For yield of corn suppose there are two factors affecting, nitrogen level and depth of ploughing. Say there are three nitrogen categories(1,2,3) and two depth categories(1,2).

There's a interaction term of nitrogen*depth as well.

If the introduced dummy variables are as

*E_{i1}=1*if ith observation has nitrogen level 1 ,0 otherwise.

*E_{i2}=1*if ith observation has nitrogen level 2 ,0 otherwise.

And

*D=1*if depth category is 1,0 otherwise .

Then the model would be

Y=beta_0+beta_1E_1+beta_2E_2+beta_3D+beta_4[E_1.D]+beta_5[E_2.D]+epsilon

Is this correct?

When the t-statistics are found for the category

*[nitrogen=1*depth=1]*significance value was 0.029 and for

*[nitrogen=2*depth=1]*it was 0.290.

I was asked to interpret if the interaction term significantly affects the yield of corn.

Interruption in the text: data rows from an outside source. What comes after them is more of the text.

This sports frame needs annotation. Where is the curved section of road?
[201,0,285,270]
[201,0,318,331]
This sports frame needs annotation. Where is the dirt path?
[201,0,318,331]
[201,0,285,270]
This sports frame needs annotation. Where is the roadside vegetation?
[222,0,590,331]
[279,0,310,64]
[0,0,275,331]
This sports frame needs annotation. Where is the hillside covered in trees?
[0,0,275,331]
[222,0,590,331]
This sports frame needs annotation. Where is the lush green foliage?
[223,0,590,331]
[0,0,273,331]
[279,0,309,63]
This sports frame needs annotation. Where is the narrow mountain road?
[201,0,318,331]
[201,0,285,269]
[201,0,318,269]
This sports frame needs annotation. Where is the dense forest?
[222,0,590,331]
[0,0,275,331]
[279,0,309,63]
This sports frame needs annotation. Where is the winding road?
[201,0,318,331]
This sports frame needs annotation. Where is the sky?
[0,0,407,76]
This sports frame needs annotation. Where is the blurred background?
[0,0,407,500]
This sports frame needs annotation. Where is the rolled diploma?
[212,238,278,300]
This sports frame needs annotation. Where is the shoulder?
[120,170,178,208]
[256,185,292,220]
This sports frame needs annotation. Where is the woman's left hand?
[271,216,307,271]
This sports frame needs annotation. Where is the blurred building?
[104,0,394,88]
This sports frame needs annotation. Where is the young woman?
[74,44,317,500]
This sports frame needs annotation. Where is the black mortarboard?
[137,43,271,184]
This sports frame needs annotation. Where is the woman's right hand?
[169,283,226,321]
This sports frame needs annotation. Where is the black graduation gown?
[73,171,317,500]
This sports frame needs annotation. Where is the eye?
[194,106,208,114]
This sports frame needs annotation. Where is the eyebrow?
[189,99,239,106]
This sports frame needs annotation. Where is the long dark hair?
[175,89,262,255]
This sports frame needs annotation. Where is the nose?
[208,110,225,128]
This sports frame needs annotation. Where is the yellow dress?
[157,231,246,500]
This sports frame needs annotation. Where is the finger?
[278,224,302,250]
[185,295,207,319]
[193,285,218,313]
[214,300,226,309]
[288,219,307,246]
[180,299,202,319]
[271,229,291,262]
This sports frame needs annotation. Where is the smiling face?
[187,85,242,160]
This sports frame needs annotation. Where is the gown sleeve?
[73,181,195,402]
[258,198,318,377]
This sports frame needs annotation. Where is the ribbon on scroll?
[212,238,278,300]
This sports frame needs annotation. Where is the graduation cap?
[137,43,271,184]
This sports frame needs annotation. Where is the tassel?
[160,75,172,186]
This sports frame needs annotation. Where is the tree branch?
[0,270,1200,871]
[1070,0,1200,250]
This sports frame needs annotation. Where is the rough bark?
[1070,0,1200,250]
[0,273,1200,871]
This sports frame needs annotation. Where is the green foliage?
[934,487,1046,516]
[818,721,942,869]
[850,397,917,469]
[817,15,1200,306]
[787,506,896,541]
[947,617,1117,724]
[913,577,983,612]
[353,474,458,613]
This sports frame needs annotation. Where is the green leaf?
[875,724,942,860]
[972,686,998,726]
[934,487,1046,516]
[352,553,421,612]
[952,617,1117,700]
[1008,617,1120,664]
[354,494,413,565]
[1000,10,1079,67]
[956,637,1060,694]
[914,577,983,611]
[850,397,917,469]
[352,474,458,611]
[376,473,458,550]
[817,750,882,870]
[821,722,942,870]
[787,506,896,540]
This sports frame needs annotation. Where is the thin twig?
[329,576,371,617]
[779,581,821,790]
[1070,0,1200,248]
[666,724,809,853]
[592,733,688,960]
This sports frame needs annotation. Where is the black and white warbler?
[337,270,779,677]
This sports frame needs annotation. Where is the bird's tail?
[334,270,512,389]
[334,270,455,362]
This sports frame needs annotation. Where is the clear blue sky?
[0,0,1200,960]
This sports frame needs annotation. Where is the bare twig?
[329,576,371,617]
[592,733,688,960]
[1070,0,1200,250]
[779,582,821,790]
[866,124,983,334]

Under 5% confidence level clearly the coefficient of the variable

*[nitrogen=2*depth=1]*is not significant. But since the coefficient of the variable

*[nitrogen=1*depth=1]*is significant can I say that,

**the interaction term significantly affects the yield of corn**.

If both had insignificant coefficients then I could have said that there isn't a significant effect from the interaction term right?

Since the interaction term $[nitrogen=2*depth=1]$ had a insignificant coefficient then my fitted model would be Y=beta_0+beta_1E_1+beta_2E_2+beta_3D+beta_4[E_1.D]

leaving out E2D.IS this correct?

Can someone please help me to figure this out.